America’s Pastor Goes Home

I’m sure you’re all aware by now of the passing of Billy Graham this past Wednesday, February 21st. In November he would have turned 100 years old. The bible instructs us to give honor to whom honor is due. This is certainly appropriate when it comes to William Franklin Graham Jr. A biography of his life would require volumes of work. I’m sure that much will be written (and has already been) about this great American icon. I’d just like to add a few thoughts from my perspective.

Billy Graham’s crusades ran on television from 1947 until he retired in 2005. In the early days Christian TV was a rare commodity. With today’s satellite and cable networks we can watch it day and night, but not so back then. I don’t remember watching the crusades, but one incident concerning them stands out. In the summer of 1967 I was working in a dress factory in northeast Pennsylvania. I was wheeling a barrel of scraps through the sewing area when I overheard a conversation between two men. They had viewed a Graham crusade the night before. One man said to the other, “You listen to him and before long you start believing him!” As a true evangelist, Billy had that God-given gift of drawing people to the Light.

If you had ever attended a crusade you would have observed Billy’s gift in operation. He was an anointed speaker, no doubt, but I’m referring to his call to repentance (altar call). He would say something to the effect that it was time to come forward and receive Jesus as Savior. As soon as the words came forth from his lips people would rise to their feet and begin to scramble down the aisles. There was no begging or brow beating. They just came … and came … and kept coming.
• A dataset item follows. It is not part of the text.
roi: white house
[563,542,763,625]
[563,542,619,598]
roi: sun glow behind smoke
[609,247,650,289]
Who knows how many thousands (millions?) of people came to a saving knowledge of Jesus in the ministry of Billy Graham.

Another marvelous aspect of Billy Graham’s life was his affiliation with American presidents. He was a spiritual advisor for every president from Harry Truman to Barack Obama. According to Wikipedia, he was particularly close to Dwight D. EisenhowerLyndon B. Johnson (one of Graham’s closest friends), and Richard Nixon. Like Jesus, Billy didn’t take sides politically. Instead he built bridges of communication to all ideologies. He insisted on racial integration for his revivals and crusades at a time when that was not “popular.” In 1953 Billy invited Martin Luther King Jr. to preach along with him at a revival in New York City. Obviously he was a true ambassador of Christ.

Since his death I heard about an interview with Billy Graham where he was asked about entering heaven someday. He said, “All I want is to hear Jesus say, ‘Well done, good and faithful servant.’” There’s no doubt that’s exactly what Jesus said as He welcomed this faithful witness home.

For those of us who remain, Billy Graham’s life and testimony serve as reminders maintain a living communion with God, and to love people unconditionally. We may not have the opportunity to minister to millions as Billy did. But we can live for God in such a way as to influence the family, friends and associates around us. One of those could be the next Billy Graham!